Growing up in a dysfunctional family can leave many scars. Those scars may appear as:
Difficulty starting and maintaining relationships
Difficulty communicating feelings
Lack of self-worth
Chronic anxiety or depression
Ways You Can Heal From a Dysfunctional Family
If you grew up in a dysfunctional household, you may feel a sense of hopelessness. But all is not lost. There are many things you can do to heal and live a balanced and productive life.
Here are some suggestions to get you on your way:
Get some therapy. A good therapist can help you look at those old, internal wounds, and work with you to help heal them.
Understand that as a child, you didn’t have a voice, but as an adult, you do.
Realize that no matter what you were told, you are worthy of love. You matter!
Learn to express your feelings. They’re in there.
Stay away from the toxic environment as much as possible.
Stop repeating the cycle you lived in. It is necessary to find a new normal.
Understand that your past does not define you. As an adult, you can make different choices.
Stop blaming your past. Do things differently; that’s the best way to move forward.
Give up any unbecoming role/s you played. What role did you play? Is it something that works for you? Or something you need to discard?

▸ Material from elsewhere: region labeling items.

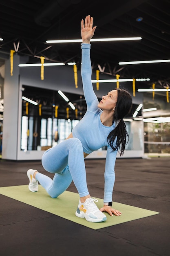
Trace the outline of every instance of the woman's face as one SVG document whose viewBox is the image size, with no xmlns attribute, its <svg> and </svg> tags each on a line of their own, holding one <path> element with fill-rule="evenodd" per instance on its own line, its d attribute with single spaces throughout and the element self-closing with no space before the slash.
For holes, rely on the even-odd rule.
<svg viewBox="0 0 170 256">
<path fill-rule="evenodd" d="M 117 90 L 113 90 L 108 92 L 107 95 L 102 96 L 98 104 L 98 107 L 102 110 L 113 111 L 117 101 Z"/>
</svg>

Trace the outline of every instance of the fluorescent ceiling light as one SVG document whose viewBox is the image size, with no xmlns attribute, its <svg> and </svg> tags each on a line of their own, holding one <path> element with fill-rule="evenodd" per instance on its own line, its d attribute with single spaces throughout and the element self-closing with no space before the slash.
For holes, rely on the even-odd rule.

You are not a victim anymore unless you allow yourself to be.
Know that you can’t change people. You can only change yourself. By virtue of that, you change the behavior of others.
Growing up in a dysfunctional family can be brutal. It’s an ongoing war that leaves multiple battle scars.
As an adult, you don’t have to keep fighting the war. You can end it. And while you might always have flashbacks, don’t let them dictate your present life.
You can make different choices. Initially, you may have to do things that go against the grain of who you believe you are. But by doing these things over and over again, things can change.
The cycle of dysfunction can be broken. A new and improved cycle can be built, and you can be the one to do it!